One of the Pope’s key advisors has called for urgent action to be taken against a US bishop who shielded a priest who was a threat to children.

Boston Cardinal Sean O’Malley told US network CBS that the case of Bishop Robert Finn of Kansas City is “a question the Holy See needs to address urgently”.

Bishop Finn was found guilty in 2012 of a criminal misdemeanour count of shielding a priest who was a threat to children.

The priest, Shawn Ratigan, was found guilty in 2013 of producing child pornography and was sentenced to 50 years in jail.

Bishop Finn was sentenced to two years probation for waiting six months before telling police that diocesan officials had found pornographic images of young girls on Ratigan’s computer.

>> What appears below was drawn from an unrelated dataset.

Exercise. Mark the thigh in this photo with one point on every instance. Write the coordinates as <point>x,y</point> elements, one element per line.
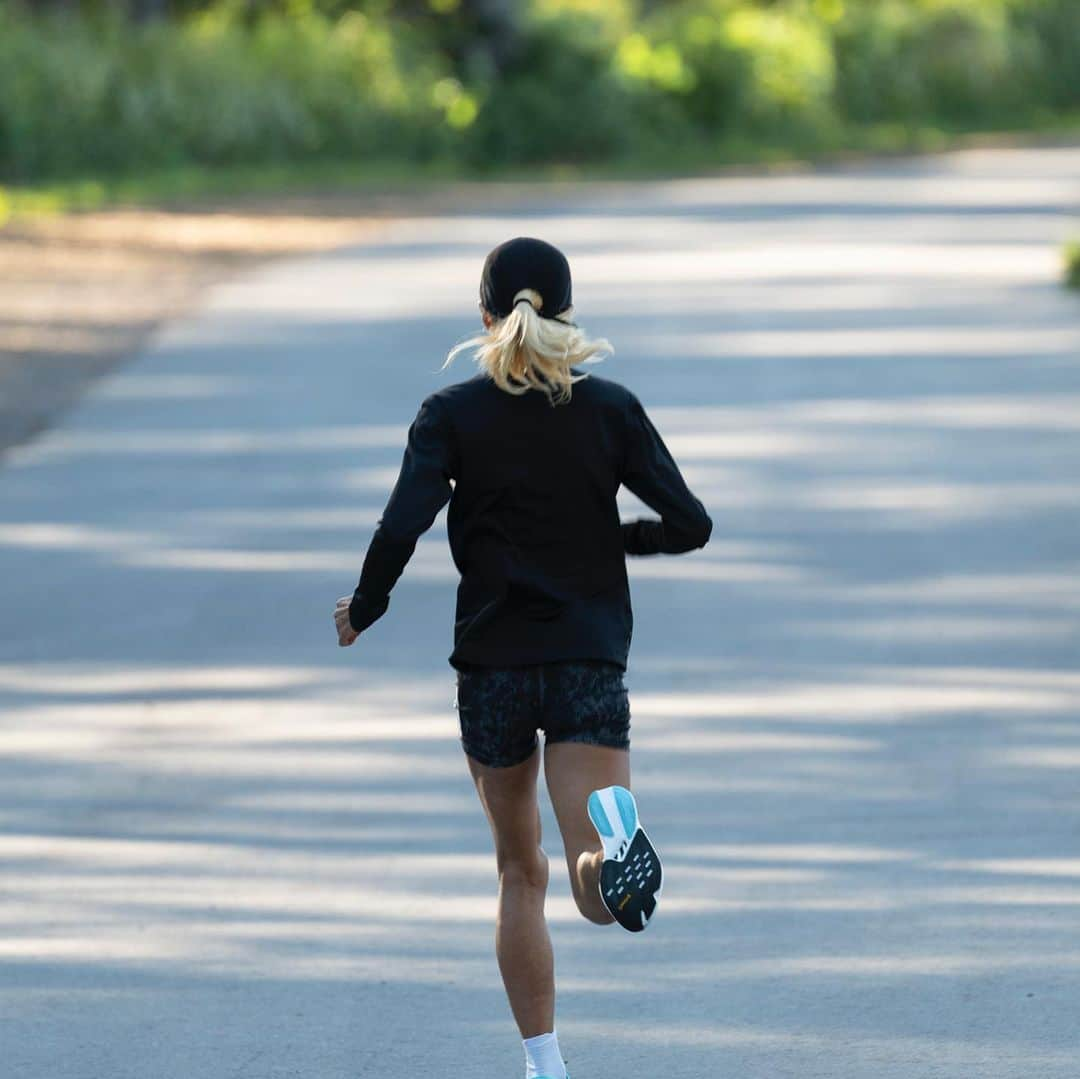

Cardinal O’Malley, who heads the Pontifical Commission for the Protection of Minors, said Pope Francis recognises the need to address the Bishop Finn situation.

Speaking to CBS News, Cardinal O’Malley agreed that under the Catholic Church’s zero-tolerance policy, he wouldn’t let Bishop Finn teach Sunday school in Boston, let alone head a diocese.

CBS interviewer Norah O’Donnell put it to Cardinal O’Malley that one of the “biggest scandals” of the Church in recent years is the way bishops handled priests accused of abuse.

Cardinal O’Malley responded that is something he and the commission are working on.

“One of the first things that we came up was the importance of accountability and we’re looking at how the Church can have protocols and how to respond when a bishop has not been responsible for protection of children in his diocese,” he stated.

In September, Canadian Archbishop Terrence Prendergast visited Kansas City diocese on behalf of the Vatican to investigate Bishop Finn’s leadership.

In the CBS interview, Cardinal O’Malley also called a Vatican doctrinal investigation of American nuns “a disaster”.

Cardinal O’Malley is one of the council of cardinal advisors to Pope Francis.

The CBS 60 Minutes item was broadcast on November 16.